Greenwashing is the practice of making sustainability claims in marketing that are not supported by genuine operational commitment. It has become one of the most scrutinised areas of Australian marketing following ACCC enforcement actions and increasing consumer and media attention on misleading environmental claims.
The risk is not just regulatory. Sophisticated consumers — particularly younger Australians who are the most environmentally engaged demographic — are highly effective at identifying greenwashing and actively vocal about it when they find it. A greenwashing accusation, particularly one that gains social media traction, can cause brand damage that takes years to repair.
Before making any sustainability claim in marketing, ask three questions: Can we prove this claim with specific, verifiable data? Is this claim material to our actual environmental or social impact? And are we communicating the progress alongside the achievement, or just the achievement?
The brands that do sustainability marketing well are the ones that answer yes to all three. They have specific data (not vague language like "environmentally friendly"). They focus on their most significant impacts (not peripheral ones). And they show the journey, including the parts where they're still falling short.

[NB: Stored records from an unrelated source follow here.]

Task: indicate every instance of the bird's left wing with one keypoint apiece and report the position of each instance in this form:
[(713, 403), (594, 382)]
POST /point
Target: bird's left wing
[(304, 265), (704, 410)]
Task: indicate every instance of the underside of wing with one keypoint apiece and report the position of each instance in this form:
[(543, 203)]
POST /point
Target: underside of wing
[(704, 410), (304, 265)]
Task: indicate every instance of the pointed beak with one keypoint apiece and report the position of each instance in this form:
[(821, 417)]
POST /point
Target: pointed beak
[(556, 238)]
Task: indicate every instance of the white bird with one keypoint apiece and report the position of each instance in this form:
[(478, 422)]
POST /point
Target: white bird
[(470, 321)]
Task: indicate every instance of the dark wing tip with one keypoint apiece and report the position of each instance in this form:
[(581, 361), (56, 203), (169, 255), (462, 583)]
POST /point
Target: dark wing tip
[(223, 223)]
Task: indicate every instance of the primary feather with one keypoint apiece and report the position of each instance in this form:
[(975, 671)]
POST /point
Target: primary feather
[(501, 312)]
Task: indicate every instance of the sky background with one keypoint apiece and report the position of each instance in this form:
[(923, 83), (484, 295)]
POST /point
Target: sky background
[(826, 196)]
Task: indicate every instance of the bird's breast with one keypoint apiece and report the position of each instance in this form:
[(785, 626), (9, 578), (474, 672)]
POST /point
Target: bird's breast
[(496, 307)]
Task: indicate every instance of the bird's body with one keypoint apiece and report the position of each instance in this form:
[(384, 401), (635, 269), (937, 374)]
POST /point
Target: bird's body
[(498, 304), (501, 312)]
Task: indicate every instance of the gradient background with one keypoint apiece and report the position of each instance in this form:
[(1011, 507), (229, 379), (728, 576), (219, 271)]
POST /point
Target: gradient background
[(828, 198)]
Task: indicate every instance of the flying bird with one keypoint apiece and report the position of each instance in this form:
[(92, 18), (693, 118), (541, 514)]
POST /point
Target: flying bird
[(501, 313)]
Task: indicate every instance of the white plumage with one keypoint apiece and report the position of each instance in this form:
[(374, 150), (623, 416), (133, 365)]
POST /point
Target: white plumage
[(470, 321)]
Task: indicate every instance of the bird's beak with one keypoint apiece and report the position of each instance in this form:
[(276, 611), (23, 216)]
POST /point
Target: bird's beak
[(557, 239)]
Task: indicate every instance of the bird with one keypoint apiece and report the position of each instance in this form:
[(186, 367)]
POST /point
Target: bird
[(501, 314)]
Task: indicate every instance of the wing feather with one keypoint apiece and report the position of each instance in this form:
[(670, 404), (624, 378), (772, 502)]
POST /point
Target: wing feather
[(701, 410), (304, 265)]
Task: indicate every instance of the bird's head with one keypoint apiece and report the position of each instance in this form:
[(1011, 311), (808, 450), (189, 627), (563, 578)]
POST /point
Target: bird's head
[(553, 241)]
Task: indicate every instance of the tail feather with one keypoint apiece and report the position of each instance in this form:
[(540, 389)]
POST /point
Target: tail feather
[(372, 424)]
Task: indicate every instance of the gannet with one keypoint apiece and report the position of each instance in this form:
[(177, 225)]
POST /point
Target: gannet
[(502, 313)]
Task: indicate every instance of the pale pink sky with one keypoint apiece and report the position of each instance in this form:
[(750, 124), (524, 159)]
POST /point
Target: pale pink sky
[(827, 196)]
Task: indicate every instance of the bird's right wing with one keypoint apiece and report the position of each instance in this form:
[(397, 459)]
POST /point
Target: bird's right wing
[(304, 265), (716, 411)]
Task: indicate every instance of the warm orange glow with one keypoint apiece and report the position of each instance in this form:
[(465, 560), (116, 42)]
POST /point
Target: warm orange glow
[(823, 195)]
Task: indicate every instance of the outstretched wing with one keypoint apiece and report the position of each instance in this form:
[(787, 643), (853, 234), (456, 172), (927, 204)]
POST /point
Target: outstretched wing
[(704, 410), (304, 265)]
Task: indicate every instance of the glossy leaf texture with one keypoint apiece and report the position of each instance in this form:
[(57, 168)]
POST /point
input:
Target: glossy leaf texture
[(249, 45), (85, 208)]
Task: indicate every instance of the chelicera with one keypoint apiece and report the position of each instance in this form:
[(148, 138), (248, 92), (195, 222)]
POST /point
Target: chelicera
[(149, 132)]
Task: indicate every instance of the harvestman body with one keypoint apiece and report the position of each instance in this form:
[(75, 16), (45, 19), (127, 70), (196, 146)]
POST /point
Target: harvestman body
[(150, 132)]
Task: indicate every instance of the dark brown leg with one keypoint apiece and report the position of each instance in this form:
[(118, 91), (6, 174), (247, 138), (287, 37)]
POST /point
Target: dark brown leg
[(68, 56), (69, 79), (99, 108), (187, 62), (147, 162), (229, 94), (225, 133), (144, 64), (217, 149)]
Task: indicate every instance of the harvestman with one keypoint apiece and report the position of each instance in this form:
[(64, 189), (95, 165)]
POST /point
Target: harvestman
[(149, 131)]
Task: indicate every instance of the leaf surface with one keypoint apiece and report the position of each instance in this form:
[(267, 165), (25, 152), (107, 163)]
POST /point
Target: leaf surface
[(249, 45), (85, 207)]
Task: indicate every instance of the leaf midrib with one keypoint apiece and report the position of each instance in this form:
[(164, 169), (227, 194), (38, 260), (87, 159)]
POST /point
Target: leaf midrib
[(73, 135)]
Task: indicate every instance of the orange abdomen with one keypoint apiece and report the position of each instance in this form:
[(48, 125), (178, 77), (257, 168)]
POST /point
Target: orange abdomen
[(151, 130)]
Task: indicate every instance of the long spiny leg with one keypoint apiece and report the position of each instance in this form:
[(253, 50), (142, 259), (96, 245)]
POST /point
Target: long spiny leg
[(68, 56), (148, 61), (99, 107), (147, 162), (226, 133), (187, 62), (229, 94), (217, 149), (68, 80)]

| Principle | What It Looks Like | What to Avoid |
|---|---|---|
| Specificity | "We've reduced packaging by 43% since 2022" | "We're committed to sustainability" |
| Materiality | Focus on your biggest actual impacts | Highlighting minor initiatives to distract from major impacts |
| Transparency | Share progress reports including shortfalls | Only communicating when things go well |
| Certification | B Corp, Climate Active, FSC certification | Self-declared "eco" claims without verification |
| Systemic thinking | Scope 1, 2, 3 emissions; supply chain standards | Carbon offsets as primary strategy |
The Australian brands doing sustainability communication most effectively are not necessarily the ones with the most ambitious commitments. They're the ones with the most specific, honest, and consistent communication about what they're doing and why. They update their claims as they achieve milestones and are honest about where they haven't yet met their targets.

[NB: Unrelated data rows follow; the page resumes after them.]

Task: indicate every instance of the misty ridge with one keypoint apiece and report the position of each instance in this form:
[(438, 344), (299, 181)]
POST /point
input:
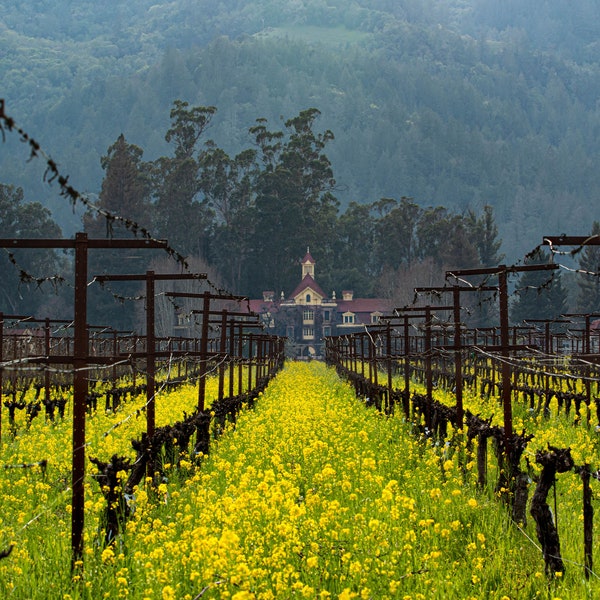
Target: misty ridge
[(469, 113)]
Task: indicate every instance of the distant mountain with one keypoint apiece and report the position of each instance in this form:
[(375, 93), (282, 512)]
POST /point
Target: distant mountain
[(457, 103)]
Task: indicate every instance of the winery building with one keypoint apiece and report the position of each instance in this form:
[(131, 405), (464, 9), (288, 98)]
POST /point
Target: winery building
[(308, 314)]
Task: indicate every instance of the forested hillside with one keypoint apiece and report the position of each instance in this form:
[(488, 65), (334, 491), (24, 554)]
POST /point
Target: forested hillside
[(458, 103)]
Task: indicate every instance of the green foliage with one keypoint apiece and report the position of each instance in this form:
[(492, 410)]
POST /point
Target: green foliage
[(455, 104), (25, 275), (539, 294), (588, 282)]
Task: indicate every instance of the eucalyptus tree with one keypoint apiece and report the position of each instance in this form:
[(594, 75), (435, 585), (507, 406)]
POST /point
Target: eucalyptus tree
[(180, 214), (29, 279), (122, 211), (295, 205), (228, 185)]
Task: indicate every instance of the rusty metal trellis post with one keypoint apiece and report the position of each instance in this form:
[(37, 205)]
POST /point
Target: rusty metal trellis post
[(150, 277), (81, 244), (502, 273)]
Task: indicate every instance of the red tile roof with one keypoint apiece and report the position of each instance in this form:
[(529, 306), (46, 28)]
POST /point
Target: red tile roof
[(307, 282)]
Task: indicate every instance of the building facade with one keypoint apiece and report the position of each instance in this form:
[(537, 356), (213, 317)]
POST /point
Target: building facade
[(308, 315)]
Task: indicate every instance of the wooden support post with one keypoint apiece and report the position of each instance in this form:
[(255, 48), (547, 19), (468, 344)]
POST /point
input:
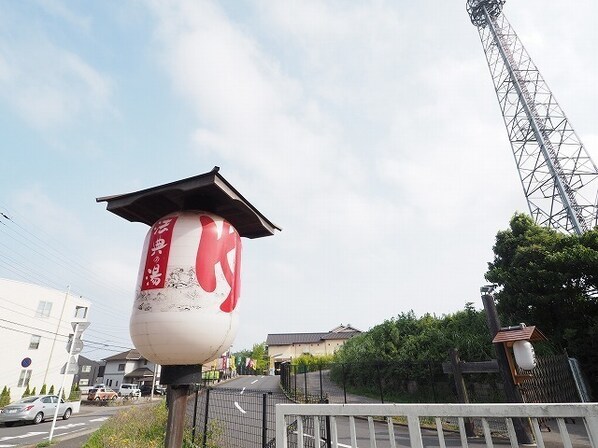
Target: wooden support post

The format that works best: annual impact reports with specific metrics, social content that shows process rather than just outcomes, and campaign creative that connects environmental commitment to the specific product experience rather than making abstract claims about the company's values.
Claims that are specific, verifiable, and accurate at the time of publication. The ACCC's guidance is clear: comparative claims must compare like-for-like, absolute claims must be substantiated, and vague claims like "sustainable" or "eco-friendly" without qualification are increasingly scrutinised. When in doubt, be more specific rather than less.
Start with what's genuine and specific, even if it's small. "We use recycled packaging" is more credible than "we're committed to the environment." Build from there as operational changes are made. Credibility is built from a series of small, specific, genuine claims — not a single large one.
For businesses where sustainability credibility is commercially important — B2C brands, businesses selling to values-aligned buyers, businesses in competitive markets where sustainability is a differentiator — B Corp certification provides meaningful third-party validation. The process is rigorous and the certification is credible. For businesses where sustainability is less central to the brand, the investment may not be justified.